L’air du temps fait frémir.
La planète étouffe, les pays pauvres n’arrivent pas à contenir la pandémie, un grand carnage social est en cours dans notre pays où l’on nous promet encore une nouvelle baisse des droits au chômage et à la retraite…
Et pourtant, tout fonctionne comme si l’insécurité et le terrorisme étaient nos seuls problèmes.
Bien sûr, celui ou celle qui affirmerait que les préoccupations autour de ces questions sont infondées ferait preuve d’une terrible irresponsabilité.
Ce n’est pas la députée de Seine-Saint-Denis que je suis qui dira le contraire, qui niera les dangers.
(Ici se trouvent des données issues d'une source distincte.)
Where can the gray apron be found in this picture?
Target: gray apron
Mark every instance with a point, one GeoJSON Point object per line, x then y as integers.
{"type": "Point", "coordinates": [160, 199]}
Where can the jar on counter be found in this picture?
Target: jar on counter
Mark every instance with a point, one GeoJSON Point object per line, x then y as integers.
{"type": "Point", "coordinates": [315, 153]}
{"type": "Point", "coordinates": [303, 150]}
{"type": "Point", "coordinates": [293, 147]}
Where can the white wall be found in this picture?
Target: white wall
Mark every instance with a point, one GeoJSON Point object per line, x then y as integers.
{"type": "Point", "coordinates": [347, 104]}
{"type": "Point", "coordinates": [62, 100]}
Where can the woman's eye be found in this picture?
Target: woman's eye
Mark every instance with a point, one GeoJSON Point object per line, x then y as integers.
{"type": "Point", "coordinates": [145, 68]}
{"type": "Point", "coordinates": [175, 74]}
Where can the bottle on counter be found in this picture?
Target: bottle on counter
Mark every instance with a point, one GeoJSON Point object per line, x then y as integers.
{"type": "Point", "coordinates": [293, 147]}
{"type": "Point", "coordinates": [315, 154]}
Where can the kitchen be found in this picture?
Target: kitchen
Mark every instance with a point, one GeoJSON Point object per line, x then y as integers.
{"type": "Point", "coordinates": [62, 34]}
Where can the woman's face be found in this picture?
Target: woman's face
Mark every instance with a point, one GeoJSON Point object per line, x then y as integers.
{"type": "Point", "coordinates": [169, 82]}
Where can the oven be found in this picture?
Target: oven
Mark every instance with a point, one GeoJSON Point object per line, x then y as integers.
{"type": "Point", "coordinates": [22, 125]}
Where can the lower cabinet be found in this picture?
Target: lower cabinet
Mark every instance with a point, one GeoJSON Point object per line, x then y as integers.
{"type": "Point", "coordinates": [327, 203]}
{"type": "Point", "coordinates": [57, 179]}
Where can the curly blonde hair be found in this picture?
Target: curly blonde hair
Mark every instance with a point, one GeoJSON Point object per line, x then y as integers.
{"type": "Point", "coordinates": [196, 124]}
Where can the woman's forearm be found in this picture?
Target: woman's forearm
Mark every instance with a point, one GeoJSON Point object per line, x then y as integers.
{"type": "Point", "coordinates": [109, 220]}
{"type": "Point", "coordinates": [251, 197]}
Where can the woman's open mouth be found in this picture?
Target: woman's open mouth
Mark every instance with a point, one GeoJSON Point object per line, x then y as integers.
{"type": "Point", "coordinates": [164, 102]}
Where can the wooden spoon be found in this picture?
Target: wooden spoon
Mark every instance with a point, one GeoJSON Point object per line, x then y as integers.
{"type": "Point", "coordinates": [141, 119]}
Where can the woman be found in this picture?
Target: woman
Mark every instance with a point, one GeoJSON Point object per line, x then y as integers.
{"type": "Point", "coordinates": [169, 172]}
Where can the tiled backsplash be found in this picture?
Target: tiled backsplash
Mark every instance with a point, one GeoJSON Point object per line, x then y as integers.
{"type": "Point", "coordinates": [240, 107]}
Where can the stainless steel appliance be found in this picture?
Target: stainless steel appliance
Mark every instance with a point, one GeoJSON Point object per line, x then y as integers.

Mais la survalorisation de ces thèmes dans le traitement de l’actualité, dans le débat politique, et surtout la façon dont ils sont abordés, suggérant l’immigration comme origine de tous ces maux et toujours plus de répression, de contrôle et de fermeture au monde comme solutions, fait le lit de l’extrême droite.
Ce climat préfasciste appelle une réplique ferme et cohérente.
En France comme ailleurs, la violence répressive publique a-t-elle permis de faire reculer la violence privée ? Non.
La surveillance généralisée a-t-elle effacé la délinquance, éradiqué à leur source les trafics à grande échelle, rendu la vie plus douce dans nos sociétés meurtries par les difficultés sociales, déchirées par la concurrence, empoisonnées par la religion de la possession ? Non.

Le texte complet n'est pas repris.